Kirişci, şöyle devam etti:
"Böyle bir Türkiye toprağı söz konusu değil, biz bir Latin Amerika ülkesi değiliz Nüfusumuz hızla artmaya devam ediyor. Bizim çocukluk yıllarında sofralarımızda tükettiğimiz ürünlerle bugünküleri mukayese edelim, benzerlik var mı? Çeşitler ve alışkanlıklar değişmiş, refah seviyesi yükselmiş. Dışarda tüketen bir toplum haline gelmişiz. Bir taraftan da ülkemizi ziyaret eden turist sayısı da her geçen gün arıyor. Her bakımdan kendimizi hazırlamak zorundayız. Topraklarımız, istediğimizi, istediğimiz kadar üretime uygun değilse, nüfusumuz artıyorsa, ülkeye gelecek olan turist sayısı da artmaya devam ediyorsa, ihracat da olsun istiyorsak, bizim planlı üretim yapmamız lazım. Buradan hareketle de her türlü sevk ve idarenin bakanlığımız tarafından yürütüldüğü bir çalışma sürecine girdik. Tarlanız var 'istediğimi ekerim, dikerim' devri kapanacak. Biz bu topraklarda toprağın ekolojisine, iklimin yapısına, sanayi ve endüstriye ve oradaki insanların bazı alışkanlıklarına göre ekim yapılmasını istiyoruz. Önceliğimiz 'un, yağ, şeker' diyoruz. Un için hububata, yağ için yağlı tohumlara, şeker için de şeker pancarına atıfta bulunuyoruz. Hayvansal ürünler de bizim için önemli. Et, süt, yumurta, büyükbaş, küçükbaş, kanatlı, hepsinde planlı bir üretime geçeceği,z dijitalleşmeyi sağlayacağız."
Tarımda dijitalleşme
Çiftçi Kayıt Sistemi’ne (ÇKS) e-Devlet üzerinden başvuruların 1 Ekim’de başladığını anımsatan Kirişci, uygulamanın başladığı günden bu yana 800 bine yakın ÇKS belgesi oluşturulduğunu ifade etti.

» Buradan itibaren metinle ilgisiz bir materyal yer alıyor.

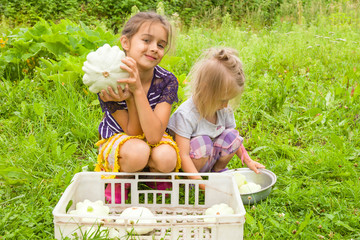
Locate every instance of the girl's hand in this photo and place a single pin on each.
(123, 94)
(253, 165)
(133, 81)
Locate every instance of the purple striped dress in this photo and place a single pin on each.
(163, 88)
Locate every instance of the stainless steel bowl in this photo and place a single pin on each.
(266, 179)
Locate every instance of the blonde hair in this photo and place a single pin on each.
(133, 25)
(218, 75)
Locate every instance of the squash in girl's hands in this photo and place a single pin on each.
(102, 69)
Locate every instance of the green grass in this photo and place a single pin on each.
(299, 115)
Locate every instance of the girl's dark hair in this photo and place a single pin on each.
(133, 25)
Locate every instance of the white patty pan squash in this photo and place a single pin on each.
(102, 69)
(138, 215)
(91, 209)
(217, 209)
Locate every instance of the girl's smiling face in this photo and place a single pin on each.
(147, 46)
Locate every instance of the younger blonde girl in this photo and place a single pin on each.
(204, 125)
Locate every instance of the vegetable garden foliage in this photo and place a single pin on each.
(299, 115)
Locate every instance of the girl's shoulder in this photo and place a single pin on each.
(162, 73)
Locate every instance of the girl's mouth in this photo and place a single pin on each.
(150, 57)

Zaman alan bir uygulamanın artık istenilen yerden 2 dakikada halledilebilecek bir duruma geldiğini aktaran Kirişci, şunları kaydetti:
"Bu belgeyi alalım dediğimizde 100 liralık bir harcamamız olsa, 800 bin kişi 80 milyon lirayı şu an cebine koydu, egzoz emisyonu yok, çevre kirliliği yok, zamanımızı iyi kullanıyoruz, bulunduğumuz yeri terk etmiyoruz, öbür taraftan da bu işle meşgul olan aralarında mühendis, veteriner olan 15 bin kamu görevlisi vardı. İlkokul mezunu birinin yapacağı işleri bunlara yaptırıyorduk sonra da 'bu mühendisler, bu veterinerler keşke bizim tarlaya gelseler, ahıra gelseler bize bildiklerini anlatsalar...' Hem belge düzenleyecek, hem de gidecek bildiklerini anlatacak, bu mümkün değildi ama şimdi bu 15 bin çalışanımız sektörün ihtiyacı olan know how'u bilgiyi, yol göstericiliği gerçekleştirecek."
Tarımda dijitalleşmeyi önemsediklerine işaret eden Kirişci, yılın sonunda "Tarım Cebimde" uygulamasını da hayata geçireceklerini duyurdu.
Uygulamada da planlama dahilinde çiftçinin ekebileceği ürünleri görebileceğinin altını çizen Kirişci, sözleşmeli üretim ve Tarım Arazilerinin Kullanımının Etkinleştirilmesi (TAKE) Projesi'nden de söz etti.